I’m doing a bit better today than yesterday. It really is amazing how much I’ve improved mainly from quitting my medication. I went to the bookstore today and got a whole bunch of stuff. I have Classics In Cree, a cd of songs like Amazing Grace and Wind Beneath My Wings all in Cree! I’m learning cree so learning it through music might work better for me. My Grampa’s writing up little lessons for me too, I have to practice those. I also got A Man Without A Country by Kurt Vonnegut, it’s sort of a collection of essays and thoughts and autobiographical details. I love his work, Slaughterhouse Five is my favorite anti-war novel. And his narrative style is so humourous, he basically starts out each story by telling you how it will end, you always know the destination. I also got Collapse: How Societies Choose To Fail or Succeed by Jared Diamond, who wrote Guns Germs and Steel. I loved Guns Germs and Steel so I’m looking forward to this one. It’s about great civilizations collapsing due to environmental catastrophes.
I remember in elementary school when we did our ongoing Save the Planet curriculum I had a nightmare that we were driving and I saw a hole in the sky, but it was like stars against a night sky exposed through this tear in blue sky. It scared the hell out of me. And that was in the late 80’s and still no one’s done anything to effectively counteract it.

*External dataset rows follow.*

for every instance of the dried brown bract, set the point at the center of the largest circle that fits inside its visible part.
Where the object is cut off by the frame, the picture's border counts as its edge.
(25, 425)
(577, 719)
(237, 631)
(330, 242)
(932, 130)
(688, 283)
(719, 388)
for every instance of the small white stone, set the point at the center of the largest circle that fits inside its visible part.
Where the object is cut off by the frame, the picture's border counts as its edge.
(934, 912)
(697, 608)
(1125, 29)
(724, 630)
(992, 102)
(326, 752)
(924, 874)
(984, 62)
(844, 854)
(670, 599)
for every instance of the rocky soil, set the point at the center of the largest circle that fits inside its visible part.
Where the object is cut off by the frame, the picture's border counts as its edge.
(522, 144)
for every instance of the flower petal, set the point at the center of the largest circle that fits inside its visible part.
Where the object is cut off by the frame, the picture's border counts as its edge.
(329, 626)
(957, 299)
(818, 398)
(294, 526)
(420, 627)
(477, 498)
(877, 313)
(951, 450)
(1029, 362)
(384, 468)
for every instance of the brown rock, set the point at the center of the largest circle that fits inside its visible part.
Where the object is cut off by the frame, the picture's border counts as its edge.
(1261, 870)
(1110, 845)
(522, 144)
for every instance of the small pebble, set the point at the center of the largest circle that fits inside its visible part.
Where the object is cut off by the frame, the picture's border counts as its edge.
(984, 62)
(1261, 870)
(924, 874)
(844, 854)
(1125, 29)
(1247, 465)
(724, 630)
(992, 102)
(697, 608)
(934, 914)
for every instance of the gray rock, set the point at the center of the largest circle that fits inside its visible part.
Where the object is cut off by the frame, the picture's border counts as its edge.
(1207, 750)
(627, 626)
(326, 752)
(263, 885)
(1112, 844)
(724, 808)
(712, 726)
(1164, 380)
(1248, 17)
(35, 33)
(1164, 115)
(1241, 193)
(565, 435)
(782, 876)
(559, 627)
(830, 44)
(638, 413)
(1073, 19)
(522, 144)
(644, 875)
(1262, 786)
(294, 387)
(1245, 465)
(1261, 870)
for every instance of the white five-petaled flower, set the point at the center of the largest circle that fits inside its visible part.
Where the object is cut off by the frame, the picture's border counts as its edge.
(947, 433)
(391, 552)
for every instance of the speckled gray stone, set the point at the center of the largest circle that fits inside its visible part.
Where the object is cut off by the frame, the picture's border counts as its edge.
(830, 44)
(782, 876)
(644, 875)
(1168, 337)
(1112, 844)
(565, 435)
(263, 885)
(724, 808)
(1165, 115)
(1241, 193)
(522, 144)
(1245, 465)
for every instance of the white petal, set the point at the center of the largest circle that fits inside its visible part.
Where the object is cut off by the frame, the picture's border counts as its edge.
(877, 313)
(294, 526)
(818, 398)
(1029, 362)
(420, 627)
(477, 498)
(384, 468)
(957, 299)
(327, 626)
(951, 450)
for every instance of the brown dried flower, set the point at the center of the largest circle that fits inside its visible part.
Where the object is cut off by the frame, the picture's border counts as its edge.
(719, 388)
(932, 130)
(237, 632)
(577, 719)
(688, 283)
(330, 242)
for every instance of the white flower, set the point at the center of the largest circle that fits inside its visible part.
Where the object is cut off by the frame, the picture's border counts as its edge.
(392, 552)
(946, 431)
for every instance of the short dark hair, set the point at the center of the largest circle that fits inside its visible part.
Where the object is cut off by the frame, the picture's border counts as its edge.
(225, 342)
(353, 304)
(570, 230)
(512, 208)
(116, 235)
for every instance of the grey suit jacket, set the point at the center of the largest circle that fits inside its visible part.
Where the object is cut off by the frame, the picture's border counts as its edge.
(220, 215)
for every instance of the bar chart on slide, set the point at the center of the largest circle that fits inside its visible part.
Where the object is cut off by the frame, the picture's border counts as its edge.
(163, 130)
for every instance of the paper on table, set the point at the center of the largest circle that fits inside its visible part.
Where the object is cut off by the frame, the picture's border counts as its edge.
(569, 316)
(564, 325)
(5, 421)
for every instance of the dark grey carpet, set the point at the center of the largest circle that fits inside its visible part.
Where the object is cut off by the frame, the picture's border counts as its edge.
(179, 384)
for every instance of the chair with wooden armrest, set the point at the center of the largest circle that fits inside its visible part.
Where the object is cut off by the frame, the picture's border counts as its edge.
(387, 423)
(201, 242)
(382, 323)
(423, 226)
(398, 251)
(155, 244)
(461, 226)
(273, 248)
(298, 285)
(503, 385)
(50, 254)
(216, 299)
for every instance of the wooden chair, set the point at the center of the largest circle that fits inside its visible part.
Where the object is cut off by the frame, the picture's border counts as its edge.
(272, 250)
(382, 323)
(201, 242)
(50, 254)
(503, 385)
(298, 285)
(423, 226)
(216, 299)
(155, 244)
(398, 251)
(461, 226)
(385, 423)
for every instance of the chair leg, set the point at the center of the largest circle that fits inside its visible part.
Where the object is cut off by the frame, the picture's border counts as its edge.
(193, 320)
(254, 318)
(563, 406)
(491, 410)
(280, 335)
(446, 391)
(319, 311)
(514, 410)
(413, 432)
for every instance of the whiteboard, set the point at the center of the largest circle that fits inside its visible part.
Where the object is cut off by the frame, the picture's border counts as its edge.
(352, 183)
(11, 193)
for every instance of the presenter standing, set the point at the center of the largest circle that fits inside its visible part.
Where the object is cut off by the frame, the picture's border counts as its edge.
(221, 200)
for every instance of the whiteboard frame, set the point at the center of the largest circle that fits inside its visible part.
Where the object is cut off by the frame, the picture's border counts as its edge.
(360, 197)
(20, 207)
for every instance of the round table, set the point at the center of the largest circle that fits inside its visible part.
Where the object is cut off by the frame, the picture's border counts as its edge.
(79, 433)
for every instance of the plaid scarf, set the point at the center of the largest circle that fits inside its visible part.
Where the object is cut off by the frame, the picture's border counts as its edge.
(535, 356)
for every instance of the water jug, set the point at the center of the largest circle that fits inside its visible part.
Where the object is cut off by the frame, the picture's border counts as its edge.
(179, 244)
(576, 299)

I also got Identity And Violence: The Illusion of Destiny by Amartya Sen, which talks about how divisions in humankind have been marked with violence because of confused hatred. The cover has my favorite painting by David on it, Les Sabines. When I saw it at the Louvre I burst into tears. It’s huge and shows the Sabine women stopping a war between the Sabine men and the Roman men, because their children are a mix of Roman and Sabine. But there’s one kid, he looks about two or something, he’s the only figure in the painting who meets your gaze and he has such a haunted quality about him, like he’s totally aware that his identity is in conflict due to intertribal warfare and hatred. And it was like looking into my own eyes. I love that painting.
I also got a copy of Velcrow Ripper’s Scared Sacred, because it’s a really good film.
Now I have all kinds of things to read. I like reading on the internet, but there is something about a book, I dunno. And some people prefer library books, but I’m one of those people that just has to have books forever, because I like revisiting them. I’ll sometimes go back to a book just to read one paragraph again.
Someone online was talking about how we’re moving out of an era of specialization and back towards a respect for people with various knowledges. I hope that’s true. I think the compartmentalization of ideas and knowledge can be dangerous, it leads to reliance on too many different specialists, and a more global cohesive understanding of the world is lost. I know there are certain branches of knowledge I know more about than others, but I still, yeah, I’m a know it all. It’s good though, because you can apply things in an interdisciplinary way.
Some people were vaguely suspicious of me choosing to try for a graduate program outside of film, because it’s not really seen as what I should be doing or something. But I love ideas, and I feel like I can keep learning film outside of universities, and maybe it’s even better to learn outside of university. Not that I begrudge doing my undergraduate degree in film, I think that was a wise move. I did learn a lot, and I had a lot of fun, and the security guard laughed at me one day because I had a frame of 16mm taped to my forehead and I didn’t know it. Yep. I have fond memories of film school.
Anyway, I am alternating between mourning myself over the last four years, and being super excited about just being me for the rest of my life, without a diagnosis hanging over my head. I’m going to be okay. I’ll have some sad days though, and flashbacks, and I’m sure I’ll cycle through anger more than a few times. But as Toni Morrison says, Anger is good, there is a presence in anger.